The overall goals of this protocol are to examine inflammasome activation at the single cell level via fluorescence microscopy and to measure lysis during pyroptosis by a lactate dehydrogenase, or LDH release assay. This method can help answer key questions in the inflammasome field, such as how is Caspase-1 activation regulated. The main advantage of these techniques is that they allow the user to examine multiple steps of the inflammasome activation and pyroptosis pathways.
Demonstrating the procedure will be Andreas den Hartigh, a research scientist from my laboratory. Begin by replacing the medium from LPS-primed bone marrow derived macrophages seeded on glass coverslips with 290 microliters of DMEM 5 medium, supplemented with five micromolar nigericin and five millimolar glycine, per well. Return the 24-well plate to the cell culture incubator for 60 minutes at 37 degrees Celsius and 5%carbon dioxide, adding 10 microliters of 30X FAM-YVAD-FMK after the first 15 minutes.
At the end of the incubation, wash the cells with one milliliter of cold PBS per well, three times for five minutes per wash and fix the cells with 250 microliters of 2%paraformaldehyde per well for 30 minutes on ice protected from light, labeling the cells with an appropriate fluorescence nuclear dye during the last five minutes. At the end of the incubation, wash the cells three times with cold PBS as just demonstrated and load each slide with seven microliters of anti-fade mounting medium. Place a coverslip onto each slide and allow the mounting medium to harden overnight before sealing the coverslips with nail polish.
To image the cells by fluorescence confocal microscopy, place the untreated control slide onto the microscope stage and manually focus on the cells. Using the microscope look up table settings, adjust the offset until no positive probe staining is observed in the untreated cells. Next, using a nigericin treated sample, locate a field that contains cells that are both positive and negative for the probe staining and adjust the imaging plane of the probe channel to the plane that has the highest intensity of positive staining.
Then adjust the gain until the foci are visible in the cells with condensed nuclei and obtain images of five randomly selected fields per slide at a 100X total magnification. For immunofluorochemical analysis of the nigericin treated cells, wash the prop-labeled cells as just demonstrated and incubate the cells in 250 microliters of fixation and permeabilization solution per well for 30 minutes on ice, protected from light. Wash the macrophages three more times with fresh wash buffer and label the cells with 250 microliters of primary antibody against a ptosis associated speck-like protein containing a C-terminal caspase-recruitment domain, or ASC, per well, for one hour on ice.
Wash the cells at the end of the incubation and label the samples with 250 microliters of the appropriate fluorescence dye conjugated secondary antibody for another hour on ice, adding four microliters of an appropriate fluorescence nuclear staining dye during the last five minutes. After washing the cells three times in cold wash buffer, mount coverslips onto the slides with seven microliters of anti-fade mounting medium, as demonstrated, and image the macrophages by fluorescence confocal microscopy. To perform an LDH release assay, add 50 microliters of DMEM 5 medium supplemented with 10 micromolar nigericin to each experimental well and 50 microliters of DMEM 5 to the spontaneous and 100%lysis control wells for 60 minutes at 37 degrees Celsius and 5%carbon dioxide.
After 30 minutes, add 10 microliters of 10X lysis buffer to the 100%lysis control wells and add 10 microliters of medium to the other wells. At the end of the incubation, centrifuge the plate and transfer 50 microliters of supernatant from each well to clear, flat-bottomed plate. Next, add 50 microliters of freshly thawed and prepared substrate to each well for a 30 minute incubation in the dark, checking the plate after 15 minutes to confirm that the signal will not exceed the detection limit of the plate reader.

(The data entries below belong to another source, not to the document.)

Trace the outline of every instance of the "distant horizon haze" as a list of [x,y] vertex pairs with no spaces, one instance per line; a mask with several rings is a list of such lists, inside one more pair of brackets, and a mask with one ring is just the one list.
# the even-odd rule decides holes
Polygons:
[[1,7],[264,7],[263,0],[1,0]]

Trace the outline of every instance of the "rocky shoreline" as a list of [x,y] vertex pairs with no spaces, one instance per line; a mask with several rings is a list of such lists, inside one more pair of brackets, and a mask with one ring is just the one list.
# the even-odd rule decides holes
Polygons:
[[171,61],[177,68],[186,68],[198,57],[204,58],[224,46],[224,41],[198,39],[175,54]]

At the end of the incubation, add 50 microliters of stop solution to each well and measure the OD490 on an appropriate plate reader to allow calculation of the percentage of cell lysis per well. While type macrophages exposed to nigericin demonstrate the formation of an ASC focus in the perinuclear region that also contain active Caspase-1, indicating that these cells are undergoing pyroptosis. While macrophages from Caspase-111 deficient mice also generate an ASC focus, these cells do not have any active Caspase-1 associated with this focus, as indicated by the absence of FAM-YVAD-FMK staining.

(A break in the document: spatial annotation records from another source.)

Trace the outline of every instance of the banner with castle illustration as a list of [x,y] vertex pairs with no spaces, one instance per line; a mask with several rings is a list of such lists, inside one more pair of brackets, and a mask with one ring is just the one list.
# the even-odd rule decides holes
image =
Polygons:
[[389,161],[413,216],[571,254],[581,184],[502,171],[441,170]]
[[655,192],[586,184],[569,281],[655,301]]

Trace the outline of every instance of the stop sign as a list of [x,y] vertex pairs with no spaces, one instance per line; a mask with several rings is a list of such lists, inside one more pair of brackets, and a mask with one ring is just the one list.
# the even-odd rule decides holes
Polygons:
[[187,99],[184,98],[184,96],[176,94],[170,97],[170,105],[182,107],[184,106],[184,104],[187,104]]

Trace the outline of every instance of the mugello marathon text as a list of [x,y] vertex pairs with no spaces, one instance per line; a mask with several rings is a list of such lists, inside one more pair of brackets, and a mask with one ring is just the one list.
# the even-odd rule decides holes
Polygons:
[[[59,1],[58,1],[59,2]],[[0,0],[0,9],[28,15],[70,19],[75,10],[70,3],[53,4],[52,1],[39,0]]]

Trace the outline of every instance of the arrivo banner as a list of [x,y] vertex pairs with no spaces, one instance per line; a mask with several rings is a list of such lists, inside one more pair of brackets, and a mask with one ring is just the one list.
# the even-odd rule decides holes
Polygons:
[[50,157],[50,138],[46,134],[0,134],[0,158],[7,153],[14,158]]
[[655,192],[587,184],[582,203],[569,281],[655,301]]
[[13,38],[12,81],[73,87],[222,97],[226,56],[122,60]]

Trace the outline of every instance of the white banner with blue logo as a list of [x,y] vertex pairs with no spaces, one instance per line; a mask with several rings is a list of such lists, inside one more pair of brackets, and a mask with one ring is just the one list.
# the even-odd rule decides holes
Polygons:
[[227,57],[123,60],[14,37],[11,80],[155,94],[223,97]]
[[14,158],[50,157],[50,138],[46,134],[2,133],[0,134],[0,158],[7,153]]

Nor are the nuclei of these cells condensed, indicating an absence of pyroptotic cell death. Further, a large percentage of wild type macrophages undergo cell death after nigericin exposure, as measured by LDH release analysis of their culture supernatants, while macrophages deficient in Caspase-1 do not release LDH into the supernatant, indicating that the cells are still intact. After watching this video, you should have a good understanding of how to visualize inflammasome formation by fluorescence microscopy and to determine the level of cell lysis by measuring LDH release.
This procedure can be modified for the use of other inflammasome stimuli or interventions that alter inflammasome activation or pyroptosis.